Polymer flooding, known for enhancing heavy oil displacement, may encounter efficiency-limiting physical phenomena. This work assesses the impact of key factors like viscosity, shear rate, and adsorption in field applications using a model-based approach on the EPIC001 case, a real offshore Brazilian heavy oil reservoir. In simulation results, increasing the displacing fluid viscosity using apparent or zero-shear functions, oil production and economic returns show improvements over waterflooding. The shear rate effect slightly increases oil production and enhances injectivity loss due to shear-thinning in polymer flow. However, modeling it increases computation costs, as it extends simulation run time from minutes to days, making it impractical for intensive processes like production optimization.
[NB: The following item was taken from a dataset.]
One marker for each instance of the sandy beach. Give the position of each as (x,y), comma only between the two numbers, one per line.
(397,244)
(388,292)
An analysis of the method’s effectiveness shows that it varies based on the adsorption level considered. At its highest value, even with a higher oil recovery factor, the economic return was lower than using waterflooding. Combining shear rate and adsorption has a minimal impact on field indicators when compared to adsorption alone. This work enhances the comprehension of physical phenomena and non-Newtonian behavior in tertiary polymer flooding on heavy oil reservoirs and its impact on the production forecast. It also highlights important considerations for modeling-based procedures.